At a major company, a business executive is usually in charge of one specific area, such as operations, marketing, or human resources. But a small-business owner shoulders the responsibility for the success of the entire business. At least in the early stages of a startup, the owner tends to be a generalist and has a hand in every aspect of the business.
On the other hand, when it comes to choosing a market, small-business owners are more likely to concentrate on one or a few products or services. Successful entrepreneurs combine a broad knowledge of business operations and an in-depth understanding of their market.
Earning a business degree can help you develop the skills necessary to be a successful small-business owner. Here are four essential things you'll learn in a business program.

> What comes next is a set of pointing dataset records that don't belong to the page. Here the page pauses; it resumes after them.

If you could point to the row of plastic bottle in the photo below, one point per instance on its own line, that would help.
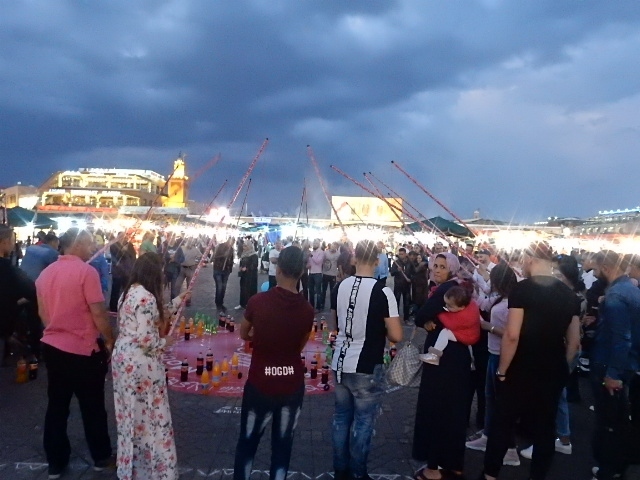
(204, 324)
(26, 371)
(210, 371)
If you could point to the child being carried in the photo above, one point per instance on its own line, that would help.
(461, 321)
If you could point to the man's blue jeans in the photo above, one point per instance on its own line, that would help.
(357, 403)
(258, 410)
(221, 279)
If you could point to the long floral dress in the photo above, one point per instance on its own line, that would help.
(146, 447)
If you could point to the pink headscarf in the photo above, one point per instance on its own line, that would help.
(453, 264)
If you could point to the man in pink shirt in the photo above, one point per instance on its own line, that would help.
(71, 305)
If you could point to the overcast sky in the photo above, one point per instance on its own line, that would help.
(523, 109)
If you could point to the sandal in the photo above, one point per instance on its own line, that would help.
(421, 475)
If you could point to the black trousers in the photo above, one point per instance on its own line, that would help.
(117, 284)
(82, 376)
(257, 410)
(403, 290)
(612, 440)
(516, 398)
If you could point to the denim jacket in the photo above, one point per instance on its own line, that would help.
(617, 339)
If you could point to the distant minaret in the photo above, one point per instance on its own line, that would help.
(178, 195)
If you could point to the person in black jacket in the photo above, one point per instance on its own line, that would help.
(15, 289)
(123, 256)
(402, 270)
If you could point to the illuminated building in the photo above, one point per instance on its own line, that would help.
(110, 189)
(25, 196)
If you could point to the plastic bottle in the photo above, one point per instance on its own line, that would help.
(386, 359)
(328, 354)
(204, 382)
(224, 369)
(33, 368)
(216, 375)
(234, 364)
(209, 360)
(324, 379)
(199, 364)
(187, 332)
(21, 371)
(184, 371)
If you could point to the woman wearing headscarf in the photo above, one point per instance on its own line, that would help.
(248, 273)
(443, 399)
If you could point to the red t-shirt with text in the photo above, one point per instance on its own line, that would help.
(281, 320)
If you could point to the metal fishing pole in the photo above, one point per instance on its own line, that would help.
(196, 273)
(395, 164)
(324, 188)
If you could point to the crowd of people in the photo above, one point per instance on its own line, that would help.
(512, 328)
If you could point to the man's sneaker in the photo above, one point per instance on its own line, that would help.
(106, 464)
(511, 458)
(563, 448)
(56, 472)
(479, 444)
(595, 471)
(527, 452)
(431, 358)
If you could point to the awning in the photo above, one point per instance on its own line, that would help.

Small-business owners typically start out by doing a little bit of everything themselves to get their business off the ground, but they must eventually step back and assume a more distinct leadership role as the business grows. Doing so means becoming comfortable with the idea of delegating tasks and responsibilities. Delegation requires the ability to communicate a vision for the company and to inspire others to excel and contribute their talents to the company's success.
A business degree can teach you those skills through courses in human resource management, training and development, management communication, ethical leadership, and other subjects involving how business leaders relate to their employees. These courses train you to develop talent within your organization and lead others to help the organization stay successful.
2. Financial literacy.
Even when small-business owners begin hiring more people to take over various responsibilities, the business's finances will continue to demand their close attention.
Successful business leaders, Forbes says, are financially literate and can understand the details of their companies' management accounts and financial statements. They're also adept at realistically forecasting startup costs, sales and revenue growth, and ongoing business expenses.
A business program offers courses such as accounting, macroeconomics, global economics, and financial management to help build an aspiring entrepreneur's financial literacy.
3. Project management.
Before they take their products or services to the market, small-business owners usually manage several overlapping projects, such as assembling a startup team, creating a prototype, writing a business plan, and pitching the idea to potential investors. Once the business has officially launched, other projects—negotiating client deals, implementing new technologies, navigating expansions—come and go.
Successful project management requires an understanding of effective teamwork, organizational behavior, budgeting, and financial management. Some business management degree programs offer students a chance to show what they've learned in the classroom by completing a project that focuses on solving a real-world business challenge. This type of experiential learning helps students prepare for the project management tasks they encounter in their careers.
4. Strategic thinking.
Successful small-business owners are bold, innovative people—but they aren't impulsive. They use strategic thinking skills to guide their businesses at every stage. They're capable of pairing creativity with sober analysis. They know how to approach a business question with an open mind and gather diverse viewpoints to find the answer.
Strategic thinking is immensely valuable when entrepreneurs are determining who to hire, how best to allocate resources, and how to achieve their long-term business goals.
In business school, you'll have the opportunity to hone your strategic thinking skills in a variety of learning experiences, including those especially focused on competencies like quantitative analytics and data-based decision-making.
If you have dreams of becoming an entrepreneur, it's time to explore how a business degree can equip you with the skills you need to succeed. By teaching you the fundamentals of running a business and helping you develop the necessary management skills, a degree program can put you on the track to a long and prosperous career as a small-business owner.